Villagers do often inform visitors of taboos in advance. However, as tourism is still quite a new activity, local people do not always think to advise visitors. Therefore, it is highly recommended that visitors should always ask guides to inform them about taboos, forbidden areas, sacred objects which should not be touched, etc. Women are forbidden from entering certain areas of ‘Kaetoebu’, animist shrines. Below: a traditional, animist Kaetoebu totem and hall, Hta Nee La Leh, Kayah

Below: a traditional, animist Kaetoebu totem and hall, Hta Nee La Leh, Kayah

Livelihoods

Agriculture remains the main source of livelihood for most households in Kayah. It is mostly small-scale, with shifting cultivation still predominant in the highlands.

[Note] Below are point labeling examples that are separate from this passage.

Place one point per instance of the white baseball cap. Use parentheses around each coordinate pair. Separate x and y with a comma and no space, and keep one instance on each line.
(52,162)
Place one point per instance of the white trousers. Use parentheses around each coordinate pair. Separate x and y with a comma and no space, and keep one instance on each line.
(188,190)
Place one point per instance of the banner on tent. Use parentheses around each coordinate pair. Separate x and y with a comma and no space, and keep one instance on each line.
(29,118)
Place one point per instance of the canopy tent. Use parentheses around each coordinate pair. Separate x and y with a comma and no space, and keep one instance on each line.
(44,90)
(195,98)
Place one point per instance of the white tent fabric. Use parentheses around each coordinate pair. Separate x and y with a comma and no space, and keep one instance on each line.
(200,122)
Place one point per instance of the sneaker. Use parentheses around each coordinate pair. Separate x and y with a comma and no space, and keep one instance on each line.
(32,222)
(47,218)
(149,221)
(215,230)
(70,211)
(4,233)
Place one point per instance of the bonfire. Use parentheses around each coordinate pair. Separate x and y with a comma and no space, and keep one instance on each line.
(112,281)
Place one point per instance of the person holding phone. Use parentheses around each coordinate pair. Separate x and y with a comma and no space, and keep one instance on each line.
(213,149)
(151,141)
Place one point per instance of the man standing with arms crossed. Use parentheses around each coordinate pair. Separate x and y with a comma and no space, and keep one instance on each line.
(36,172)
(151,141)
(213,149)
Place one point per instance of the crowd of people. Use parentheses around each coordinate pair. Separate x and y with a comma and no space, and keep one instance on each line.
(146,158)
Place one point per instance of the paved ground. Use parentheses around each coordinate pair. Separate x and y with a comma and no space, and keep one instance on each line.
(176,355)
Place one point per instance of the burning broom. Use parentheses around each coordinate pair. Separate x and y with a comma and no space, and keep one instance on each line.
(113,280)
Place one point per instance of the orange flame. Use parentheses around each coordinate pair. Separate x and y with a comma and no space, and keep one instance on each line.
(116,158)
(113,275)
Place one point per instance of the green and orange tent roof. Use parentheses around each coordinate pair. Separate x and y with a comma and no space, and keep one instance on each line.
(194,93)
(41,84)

Major crops are rice, maize, sesame and groundnuts. Kayah’s political and geographic isolation have enabled local, ethnic communities to conserve many aspects of their traditional ways of life and decision making processes. However, this remoteness has also contributed to slow and limited infrastructure development; with limited access to health, education and even water resources. Improving these basic services is a key priority for local community members. Logging and deforestation also have made it increasingly difficult for villagers to supplement their needs with wild foods and other forest products. Hopefully, this will improve following the 2015 election, with new governance by the NLD.

Major Festivals and Celebrations

There are two kinds of traditional kayah festivals: some are social feasts, while others are related to spirituality. The most important festival is ‘Kaetoebo Tagundaing’, held annually in April. On this occasion, offerings are made to the spirit guardian, to request “peace for the region, fair weather and successful, bountiful harvest, free from dangers.” In October, the ‘Kawhyin Htoke’ (glutinous rice wrapping) festival takes place. Other important festivals and events are held at various times throughout the year, for hunting, house warming, and funerals.

Kayah State Day is held on January 15th, every year.

Economy and Geography

Kayah’s economy is based on agriculture, mining and forestry, placing a heavy burden on natural resources. Kayah used to be the primary producer of electricity for the whole of Myanmar, from the Lawpita hydroelectricity plant, and still produces electricity for main areas of the country (about 30% of national production). Tourism is a new industry. Recent opening of the state has brought the first arrivals of tourists and contacts between local people and foreigners.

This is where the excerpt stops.